Mario Roberto Dal Poz, professor no Instituto de Medicina Social da UERJ, crítica a instância judicial como forma de determinar quais instituições podem operar. “Quando o tema chega à Justiça, muitas vezes se acaba permitindo a abertura”, aponta, sem que necessariamente os melhores critérios para a qualidade do ensino sejam observados.

Procurado, o Conselho Federal de Medicina (CFM) não se manifestou sobre o tema. Já a Associação Nacional das Universidades Particulares (ANUP) preferiu não se pronunciar devido ao fato de o julgamento da questão ainda estar em aberto.
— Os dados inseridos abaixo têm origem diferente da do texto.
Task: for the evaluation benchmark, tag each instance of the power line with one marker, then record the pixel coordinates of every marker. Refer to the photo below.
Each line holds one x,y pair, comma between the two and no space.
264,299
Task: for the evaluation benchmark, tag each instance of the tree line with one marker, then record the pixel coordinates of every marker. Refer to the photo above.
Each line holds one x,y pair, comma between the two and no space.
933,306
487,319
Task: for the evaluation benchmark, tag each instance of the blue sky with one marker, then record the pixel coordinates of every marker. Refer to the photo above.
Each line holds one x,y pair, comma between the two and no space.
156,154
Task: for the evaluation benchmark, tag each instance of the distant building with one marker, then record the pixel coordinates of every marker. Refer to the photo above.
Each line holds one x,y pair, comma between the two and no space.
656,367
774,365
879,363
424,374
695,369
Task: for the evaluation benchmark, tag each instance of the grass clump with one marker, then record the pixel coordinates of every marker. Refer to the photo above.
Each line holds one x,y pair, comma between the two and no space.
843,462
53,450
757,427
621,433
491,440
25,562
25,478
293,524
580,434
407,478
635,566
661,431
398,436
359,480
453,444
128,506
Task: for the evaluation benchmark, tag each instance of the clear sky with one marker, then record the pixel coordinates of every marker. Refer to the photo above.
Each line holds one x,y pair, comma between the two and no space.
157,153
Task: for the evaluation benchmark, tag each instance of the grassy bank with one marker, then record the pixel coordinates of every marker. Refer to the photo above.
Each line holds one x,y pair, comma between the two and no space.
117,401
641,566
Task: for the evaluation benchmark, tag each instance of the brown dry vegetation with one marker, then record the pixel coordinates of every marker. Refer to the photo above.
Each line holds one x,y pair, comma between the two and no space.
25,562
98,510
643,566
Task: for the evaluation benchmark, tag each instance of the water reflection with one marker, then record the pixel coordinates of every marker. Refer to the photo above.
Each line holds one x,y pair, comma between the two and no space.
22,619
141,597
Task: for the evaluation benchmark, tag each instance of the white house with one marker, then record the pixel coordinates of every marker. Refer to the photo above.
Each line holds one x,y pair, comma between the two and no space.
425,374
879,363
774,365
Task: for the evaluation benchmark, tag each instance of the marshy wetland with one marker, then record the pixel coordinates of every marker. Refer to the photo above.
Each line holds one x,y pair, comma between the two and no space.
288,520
Busca por melhores critérios

A expansão na rede privada no setor foi uma realidade nos últimos anos ao redor do mundo, ainda que em ritmo reduzido, apontam especialistas. A cobrança no caso brasileiro é por maior verificação na qualidade, afirma Oliveira. “Não é uma política contra o mercado, e sim por uma boa definição de critérios. Inclusive, há boas experiências na iniciativa privada no país”, pontua.

A forma pela qual a operação nas faculdades é aprovada no país é fonte de grandes críticas no setor. “Falta transparência no caso do Brasil. Muitas vezes nos processos não se sabe muito sobre as tomadas de decisões”, afirma Dal Poz.

Na última semana, o Inep informou que pretende mudar a forma como os cursos da área da saúde serão avaliados in loco. As primeiras propostas já foram finalizadas e incluem visitação de universidades por avaliadores para analisar as práticas de formação dos estudantes.

Atualmente, parte relevante da avaliação nos cursos é baseada no Exame Nacional de Desempenho de Estudantes (Enade), feito após o final da graduação. Conforme especialistas, o ideal seria um acompanhamento por etapas, o que facilitaria eventuais correções durante o ensino.

Uma proposta frequente é que os formados no curso tenham que prestar uma espécie de exame de ordem para exercer então a profissão. Isso ocorreria assim como acontece no caso do direito com a prova da OAB. Por sua vez, Dal Poz vê a possibilidade como “muito limitante” para os que não conseguirem a aprovação.

Excesso de oferta?

O suposto excesso de oferta é uma questão que tem causado preocupação entre potenciais alunos bem como entre investidores do setor nos últimos anos.

Entre os futuros estudantes, a possibilidade de fazer um alto investimento, que com frequência ultrapassa os R$ 500 mil, e ter dificuldades para conseguir uma remuneração compatível vem fazendo muitos ponderarem. Em sites sobre o tema bem como no Youtube, há uma série de conteúdos respondendo se “ainda vale a pena fazer medicina“.

Oliveira lembra que, muitas vezes, os estudantes terminam o curso com dívidas consideráveis. Isso levanta ainda mais preocupação em um cenário de altas taxas de juros. Ele lembra que é possível que a “grande expansão na mão de obra interfira nas remunerações”, algo que aconteceu em outros cursos superiores nos últimos anos.

Conforme o relatório do BTG Pactual, produzido no final de 2024, o tema já aparecia como uma potencial razão para investidores não se sentirem otimistas com o setor. De acordo com a publicação, as vagas poderiam cair a uma valorização entre R$ 1 e 2 milhões, com um possível aumento da oferta. No conteúdo, os autores citam as faculdades que estavam cobrando mensalidades de R$ 7 mil. Esta cobrança representa uma queda em relação aos períodos anteriores, o que acende o alerta para a continuidade da expansão do negócio.